PROJECT TITLE :
Towards Efficient Resource Allocation for Heterogeneous Workloads in IaaS Clouds - 2018
Infrastructure-as-a-service (IaaS) cloud technology has attracted much attention from users who have demands on massive amounts of computing resources. Current IaaS clouds provision resources in terms of virtual machines (VMs) with homogeneous resource configurations where different types of resources in VMs have similar share of the capacity in an exceedingly physical machine (PM). However, most user jobs demand completely different amounts for different resources. Maybe,high-performance-computing jobs need more CPU cores whereas massive information processing applications need additional memory. The existing homogeneous resource allocation mechanisms cause resource starvation where dominant resources are starved whereas non-dominant resources are wasted.

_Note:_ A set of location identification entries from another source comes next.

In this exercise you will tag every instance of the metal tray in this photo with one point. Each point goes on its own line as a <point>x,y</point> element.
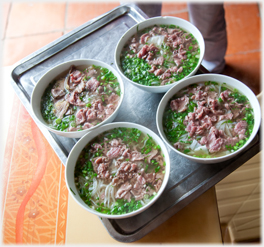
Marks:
<point>97,39</point>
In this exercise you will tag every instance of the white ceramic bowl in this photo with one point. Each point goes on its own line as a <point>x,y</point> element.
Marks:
<point>165,20</point>
<point>51,75</point>
<point>233,83</point>
<point>76,150</point>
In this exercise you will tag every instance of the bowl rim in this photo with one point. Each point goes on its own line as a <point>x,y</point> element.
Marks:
<point>197,79</point>
<point>201,44</point>
<point>90,136</point>
<point>71,62</point>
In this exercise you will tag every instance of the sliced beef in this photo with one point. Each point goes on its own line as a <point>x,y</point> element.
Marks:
<point>58,90</point>
<point>74,99</point>
<point>114,152</point>
<point>92,84</point>
<point>151,155</point>
<point>180,104</point>
<point>80,116</point>
<point>113,99</point>
<point>123,190</point>
<point>61,108</point>
<point>137,156</point>
<point>76,76</point>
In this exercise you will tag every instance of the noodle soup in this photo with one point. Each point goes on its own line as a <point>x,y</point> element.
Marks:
<point>160,55</point>
<point>80,99</point>
<point>119,171</point>
<point>208,120</point>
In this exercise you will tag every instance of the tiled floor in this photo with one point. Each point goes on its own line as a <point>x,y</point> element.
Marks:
<point>29,26</point>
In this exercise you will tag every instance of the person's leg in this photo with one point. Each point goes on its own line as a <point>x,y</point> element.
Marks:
<point>210,20</point>
<point>151,9</point>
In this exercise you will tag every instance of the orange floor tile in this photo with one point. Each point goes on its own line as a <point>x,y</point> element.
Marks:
<point>28,26</point>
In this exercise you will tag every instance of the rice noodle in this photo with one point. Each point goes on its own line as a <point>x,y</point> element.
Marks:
<point>156,40</point>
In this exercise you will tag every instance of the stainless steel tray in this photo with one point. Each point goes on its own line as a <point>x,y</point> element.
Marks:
<point>97,39</point>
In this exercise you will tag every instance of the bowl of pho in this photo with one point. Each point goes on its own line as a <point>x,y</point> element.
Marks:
<point>118,170</point>
<point>159,52</point>
<point>208,118</point>
<point>77,96</point>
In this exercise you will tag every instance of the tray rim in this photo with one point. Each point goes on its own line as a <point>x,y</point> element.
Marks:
<point>185,200</point>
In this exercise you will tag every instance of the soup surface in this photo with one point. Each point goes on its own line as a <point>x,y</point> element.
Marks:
<point>160,55</point>
<point>119,171</point>
<point>208,120</point>
<point>80,99</point>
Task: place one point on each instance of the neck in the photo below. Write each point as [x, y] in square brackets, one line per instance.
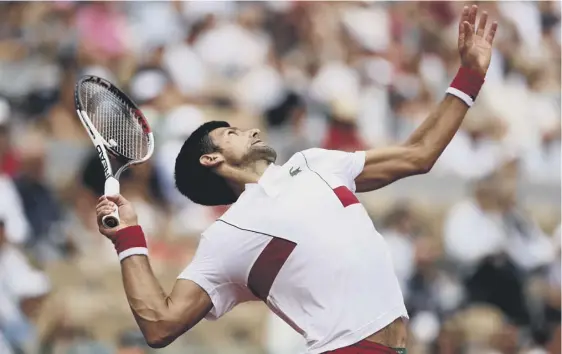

To overcome this issue, we propose a heterogeneous resource allocation approach, known as skewness-avoidance multi-resource allocation (SAMR), to allocate resource in line with diversified necessities on different sorts of resources. Our solution includes a VM allocation algorithm to confirm heterogeneous workloads are allotted appropriately to avoid skewed resource utilization in PMs, and a model-based approach to estimate the suitable range of active PMs to operate SAMR. We show relatively low complexity for our model-primarily based approach for practical operation and correct estimation. In depth simulation results show the effectiveness of SAMR and the performance benefits over its counterparts.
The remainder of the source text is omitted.